A pesar de que en un primer momento Fernando VII desconoció la Constitución de Cádiz, la reestableció en mayo de 1820. Esto significó un peligro para los grupos poderosos como la Iglesia, que perdía muchos privilegios con una constitución anticlerical como esa.
En México, muchos grupos conservadores se opusieron a la implantación de la constitución gaditana. Un documento sencillo tuvo la fuerza necesaria para terminar la guerra: el Plan de Iguala, que proponía un nuevo imperio basado en la religión, la independencia y la unión, tres temas que resumían las preocupaciones novohispanas.
Después de algunos meses más de guerra y con el arribo del liberal y masón Juan O’Donojú como jefe político, Agustín de Iturbide logró la firma de los Tratados de Córdoba, en los que se reconoció la autonomía de México.
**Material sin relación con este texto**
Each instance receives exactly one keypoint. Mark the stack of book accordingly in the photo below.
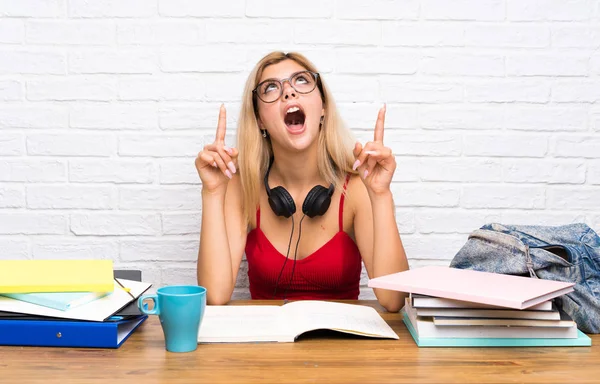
(67, 303)
(450, 307)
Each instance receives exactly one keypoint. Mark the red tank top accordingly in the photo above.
(332, 272)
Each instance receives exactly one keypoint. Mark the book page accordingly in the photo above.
(243, 323)
(349, 318)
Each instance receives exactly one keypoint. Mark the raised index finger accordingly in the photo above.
(379, 125)
(220, 137)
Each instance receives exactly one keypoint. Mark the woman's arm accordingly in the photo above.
(378, 240)
(223, 232)
(222, 242)
(375, 225)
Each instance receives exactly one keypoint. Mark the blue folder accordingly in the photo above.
(582, 340)
(68, 333)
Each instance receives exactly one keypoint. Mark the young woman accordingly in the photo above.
(297, 196)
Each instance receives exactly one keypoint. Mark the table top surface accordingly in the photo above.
(322, 357)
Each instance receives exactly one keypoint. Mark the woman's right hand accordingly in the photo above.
(217, 163)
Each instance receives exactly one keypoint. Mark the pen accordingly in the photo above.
(125, 288)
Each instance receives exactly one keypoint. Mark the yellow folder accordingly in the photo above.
(26, 276)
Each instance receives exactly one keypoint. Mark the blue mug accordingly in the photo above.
(180, 309)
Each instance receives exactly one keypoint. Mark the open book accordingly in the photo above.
(272, 323)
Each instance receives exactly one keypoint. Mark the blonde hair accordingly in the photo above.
(335, 143)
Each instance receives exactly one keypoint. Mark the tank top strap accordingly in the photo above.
(341, 210)
(258, 217)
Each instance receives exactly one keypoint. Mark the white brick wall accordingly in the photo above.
(493, 115)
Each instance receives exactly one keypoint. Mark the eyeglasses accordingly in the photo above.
(270, 90)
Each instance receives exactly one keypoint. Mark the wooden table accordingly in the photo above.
(323, 358)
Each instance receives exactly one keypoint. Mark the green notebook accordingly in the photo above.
(582, 340)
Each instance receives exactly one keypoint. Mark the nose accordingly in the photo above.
(288, 90)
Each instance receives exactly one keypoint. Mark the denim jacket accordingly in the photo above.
(568, 253)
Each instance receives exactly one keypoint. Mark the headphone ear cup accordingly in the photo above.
(281, 202)
(317, 201)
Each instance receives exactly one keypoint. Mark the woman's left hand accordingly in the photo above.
(375, 162)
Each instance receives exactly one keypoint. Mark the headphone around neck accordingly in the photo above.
(316, 202)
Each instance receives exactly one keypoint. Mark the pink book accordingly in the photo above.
(479, 287)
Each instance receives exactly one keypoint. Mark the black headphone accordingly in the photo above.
(316, 202)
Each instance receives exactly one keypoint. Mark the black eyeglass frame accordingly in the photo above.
(281, 82)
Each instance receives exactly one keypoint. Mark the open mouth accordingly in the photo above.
(294, 119)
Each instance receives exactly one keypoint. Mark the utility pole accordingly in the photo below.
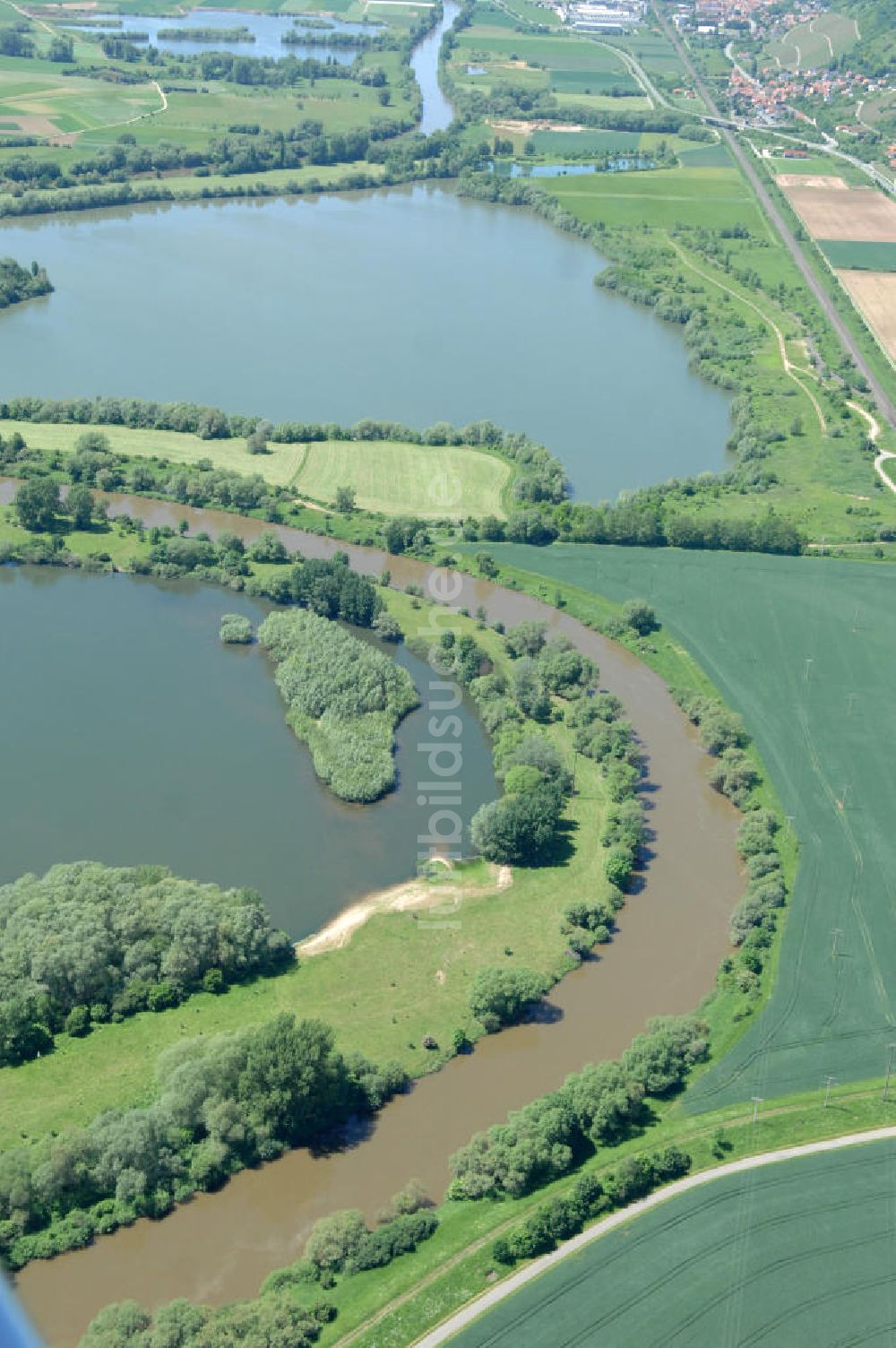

El 27 de septiembre de 1821 se firmó el acta formal de independencia, que especificaba que el gobierno de la nueva nación sería monárquico constitucional moderado y que el trono lo ocuparía Fernando VII o un miembro de la familia real española; en caso de no aceptar, las Cortes del Imperio Mexicano proclamarían al gobernante.
La Independencia se haría efectiva con la renuncia del mariscal de campo Francisco Novella, a quien el virrey Apodaca había dejado al frente del Virreinato, y la consecuente entrega de la Ciudad de México al primer ejército nacional, el Ejército Trigarante, el cual estaba formado por insurgentes y realistas.